“Come over—the Blakes won’t mind!”
“I can’t—Pa needs me. What you doing there?” he repeated.
“I left home. Don’t tell anyone I’m here—promise?”
“Ma and Pa and Maisie will see you from the window.”
“You can tell Maisie, but no one else. Promise?”
“All right,” Jem said after a moment.
“I’ll see you later, down by Lambeth Palace.”
“Right.” Jem started to scramble down.
“Jem?”
He stopped. “What is it?”
“Bring us summat to eat, eh?”
And so Maggie stayed in the Blakes’ garden. The Blakes said nothing about her being there—not even when she continued to stay. At first she spent most of the day out and about in Lambeth, avoiding the places her parents and brother might be, meeting up with Jem and Maisie when she could. After a while, when it became clear that the Blakes didn’t mind her remaining, she began to hang about their garden more, sometimes helping Mrs. Blake with her vegetables, once with the laundry, and even doing a bit of mending, which she would never have offered to do for her mother. Today Mrs. Blake had brought Songs of Innocence to her and sat with her for a bit, helping to sound out words, then suggested Maggie look through it on her own while she got on with her hoe. Maggie offered to help, but Mrs. Blake smiled and shook her head. “You learn to read that, my dear,” she said, “and Mr. Blake’ll be more pleased with you than with my lettuces. He says children understand his work better than adults.”

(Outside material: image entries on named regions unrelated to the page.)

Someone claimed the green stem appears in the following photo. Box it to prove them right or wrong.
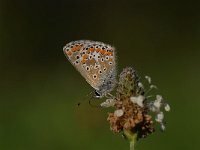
[124,130,137,150]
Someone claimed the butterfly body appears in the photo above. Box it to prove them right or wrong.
[63,40,116,98]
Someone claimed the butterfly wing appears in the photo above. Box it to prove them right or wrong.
[63,40,116,90]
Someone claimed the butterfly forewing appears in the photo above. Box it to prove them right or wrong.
[63,40,116,90]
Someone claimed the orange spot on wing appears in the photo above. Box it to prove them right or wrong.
[81,59,85,64]
[83,54,88,59]
[71,46,76,52]
[96,48,101,53]
[100,50,106,55]
[71,45,81,52]
[90,48,94,52]
[76,45,82,51]
[105,52,113,56]
[92,58,95,64]
[66,51,72,56]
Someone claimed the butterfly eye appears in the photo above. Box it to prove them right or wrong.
[76,61,79,65]
[93,74,97,79]
[86,66,90,71]
[99,70,102,74]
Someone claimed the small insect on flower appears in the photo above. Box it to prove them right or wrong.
[63,40,116,98]
[63,40,170,150]
[101,67,170,142]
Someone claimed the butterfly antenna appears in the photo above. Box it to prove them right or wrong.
[77,92,92,106]
[88,96,102,108]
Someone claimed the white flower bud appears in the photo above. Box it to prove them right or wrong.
[114,109,124,117]
[165,104,170,111]
[145,76,151,84]
[138,82,144,88]
[155,111,164,123]
[130,95,144,107]
[100,99,116,107]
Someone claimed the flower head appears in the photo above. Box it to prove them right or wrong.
[101,67,170,139]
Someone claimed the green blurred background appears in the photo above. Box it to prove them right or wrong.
[0,0,200,150]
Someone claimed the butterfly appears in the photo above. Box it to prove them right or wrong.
[63,40,116,98]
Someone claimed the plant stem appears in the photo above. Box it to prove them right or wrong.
[124,130,137,150]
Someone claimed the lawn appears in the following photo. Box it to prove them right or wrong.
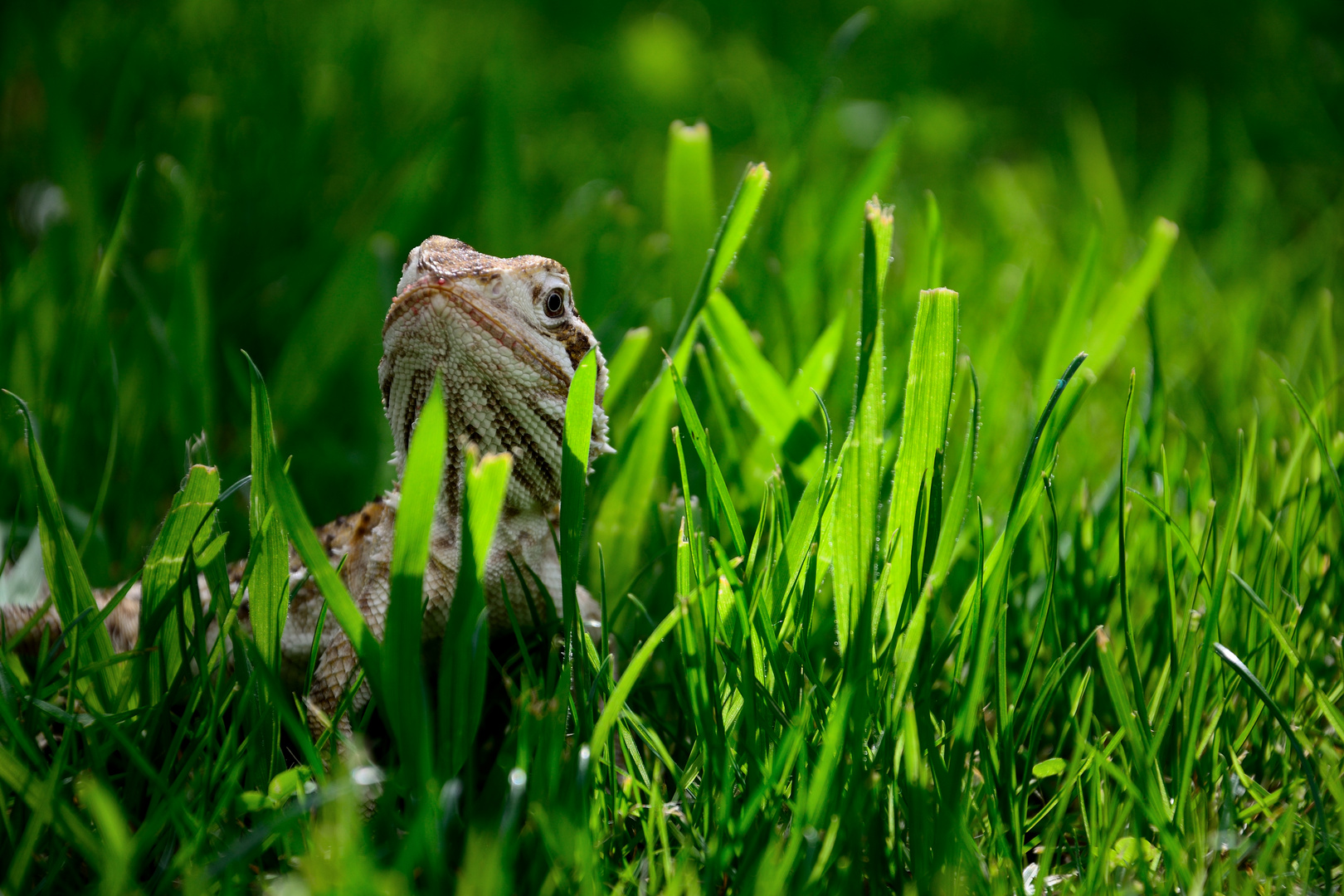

Now when she heard Bet Butterfield ask Anne and Maisie Kellaway if they’d seen her daughter, Maggie held her breath as she waited for Maisie’s reply. She had little faith in the girl’s ability to lie—she was no better than Jem at it. So when Maisie said after a pause, “I’ll just ask Jem,” Maggie let out her breath and smiled. “Thanks, Miss Piddle,” she whispered. “London must be teachin’ you summat, anyway.”
4
When Maisie arrived upstairs, Jem and Thomas Kellaway were bending a long ash pole to make the hoop for the back of a Windsor chair. Jem didn’t yet have the strength or skill to do the bending himself, but he could secure the iron pegs that held the ash his father bent around the hoop frame. Thomas Kellaway grunted and strained against the pole he had earlier steamed to make more supple; if he bent it too far it would split and be ruined.
Maisie knew better than to speak to them at this crucial stage. Instead she busied herself in the front room, rustling about in Anne Kellaway’s box of buttony materials filled with rings of vari-ous sizes, chips of sheep horn for the Singletons, a ball of flax for shaping round buttons, bits of linen for covering them, both sharp and blunt needles, and several different colors and thicknesses of thread.
“One last peg, lad,” Thomas Kellaway muttered. “That’s it—well done.” They carried the frame, with the pole wrapped around and pegged to it, over to the wall and leaned it there, where it would dry into shape.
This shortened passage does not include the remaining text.